We don’t live in an era where a patient’s data has to “live” at the clinic. It needs a home that travels with the patient. When the patient is there, her data health information is there with her, no matter where she goes.
This may seem like a dream, but we’ve done the same thing a million times over in other industries from bar coding to RFID, we’re pretty good at tracking things and attaching them to information in secure ways. To highlight this idea. ePatient and patient advocate Casey Quinlan has a bar code with a link to her medical record tattooed to her chest. Bob Wachter uses the example of John Halamka, CIO at Beth Israel, who 10 years ago had a chip inserted with a code that goes to his record. It’s hasn’t helped much, but the idea of having data follow an individual is on target. The first step is getting access to the info for the patient, the second step is making it available through code or hardware attached to the individual, just like a credit card or insurance card. It isn’t rocket science. We just need a little bit of will.
There’s some hope that will is coming through precision medicine, and what’s clear is part of the foundation – patient access to data. I watched the Champions of Change on Precision Medicine at the White House a couple weeks ago. It was evident that Precision Medicine and patient access to data are inseparable. Looking at the State of the Union Address, The President even linked the two when he said he was launching the Precision Medicine Initiative to “to give all of us access to the personalized information we need to keep ourselves and our families healthier.” Check out the White House fact sheet on precision medicine to see just how tightly personal information access, interoperability, and precision medicine are linked. These themes were reinforced last week during the Senate HELP Committee hearings on information blocking.
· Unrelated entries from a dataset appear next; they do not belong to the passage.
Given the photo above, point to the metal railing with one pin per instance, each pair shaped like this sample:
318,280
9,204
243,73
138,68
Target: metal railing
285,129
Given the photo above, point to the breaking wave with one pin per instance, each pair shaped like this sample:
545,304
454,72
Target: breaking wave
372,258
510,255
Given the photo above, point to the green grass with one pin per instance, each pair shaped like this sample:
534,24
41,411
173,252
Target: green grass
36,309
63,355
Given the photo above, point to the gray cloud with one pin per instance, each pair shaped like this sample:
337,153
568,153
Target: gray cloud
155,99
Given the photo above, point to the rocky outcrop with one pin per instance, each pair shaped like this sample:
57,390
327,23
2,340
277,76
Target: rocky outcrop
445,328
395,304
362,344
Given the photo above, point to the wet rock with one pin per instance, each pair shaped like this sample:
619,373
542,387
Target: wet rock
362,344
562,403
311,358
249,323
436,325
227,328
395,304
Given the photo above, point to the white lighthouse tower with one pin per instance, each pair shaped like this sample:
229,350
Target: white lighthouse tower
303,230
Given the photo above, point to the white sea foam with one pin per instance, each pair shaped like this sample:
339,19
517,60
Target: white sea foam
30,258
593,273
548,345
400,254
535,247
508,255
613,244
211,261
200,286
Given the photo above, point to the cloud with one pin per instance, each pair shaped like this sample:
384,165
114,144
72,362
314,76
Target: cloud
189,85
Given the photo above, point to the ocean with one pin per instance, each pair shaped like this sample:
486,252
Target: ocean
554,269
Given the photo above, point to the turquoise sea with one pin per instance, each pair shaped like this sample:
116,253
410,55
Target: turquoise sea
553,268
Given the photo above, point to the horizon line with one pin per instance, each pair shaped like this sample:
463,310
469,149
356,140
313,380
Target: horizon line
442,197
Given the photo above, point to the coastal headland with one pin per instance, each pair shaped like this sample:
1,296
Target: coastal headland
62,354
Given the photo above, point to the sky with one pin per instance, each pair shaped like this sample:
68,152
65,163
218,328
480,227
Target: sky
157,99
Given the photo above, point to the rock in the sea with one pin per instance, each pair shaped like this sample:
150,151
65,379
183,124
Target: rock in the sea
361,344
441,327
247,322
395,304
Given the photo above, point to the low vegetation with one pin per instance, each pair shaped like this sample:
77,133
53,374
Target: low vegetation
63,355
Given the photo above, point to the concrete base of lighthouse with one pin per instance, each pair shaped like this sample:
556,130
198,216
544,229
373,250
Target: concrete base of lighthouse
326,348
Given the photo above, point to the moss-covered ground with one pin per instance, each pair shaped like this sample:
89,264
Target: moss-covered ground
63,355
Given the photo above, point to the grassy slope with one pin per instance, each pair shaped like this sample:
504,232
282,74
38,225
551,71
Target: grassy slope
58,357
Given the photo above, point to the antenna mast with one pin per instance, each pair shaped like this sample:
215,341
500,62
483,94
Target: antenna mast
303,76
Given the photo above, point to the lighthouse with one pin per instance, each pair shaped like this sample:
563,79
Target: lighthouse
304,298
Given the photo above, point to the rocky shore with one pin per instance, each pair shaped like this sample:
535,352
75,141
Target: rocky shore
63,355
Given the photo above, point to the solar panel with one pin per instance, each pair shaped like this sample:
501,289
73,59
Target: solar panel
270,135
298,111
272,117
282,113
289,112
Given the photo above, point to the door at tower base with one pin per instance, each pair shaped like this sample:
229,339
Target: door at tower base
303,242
There’s been extensive talk about health data as a civil right from Farzad Mostashari and others, including the HHS office of Civil Rights. Health data will become a civil rights issue. The #getmyhealthdata movement is steeped in talk of revolution. Individuals won’t just be put in charge of it, they’ll have a place to keep it.
This issue won’t go away until the rights and the architecture are fixed.
Update (morning of July 30, 2015): DoD health records contract went to Cerner, a member of the CommonWell Health Alliance. It’s still a largely on-premises solution, but the company has made a public effort to show they are committed to better interoperability. How much have interoperability and the Senate hearings on information blocking been a part of the decision? Still, although interoperability is great, I still wonder what will be done about the architecture?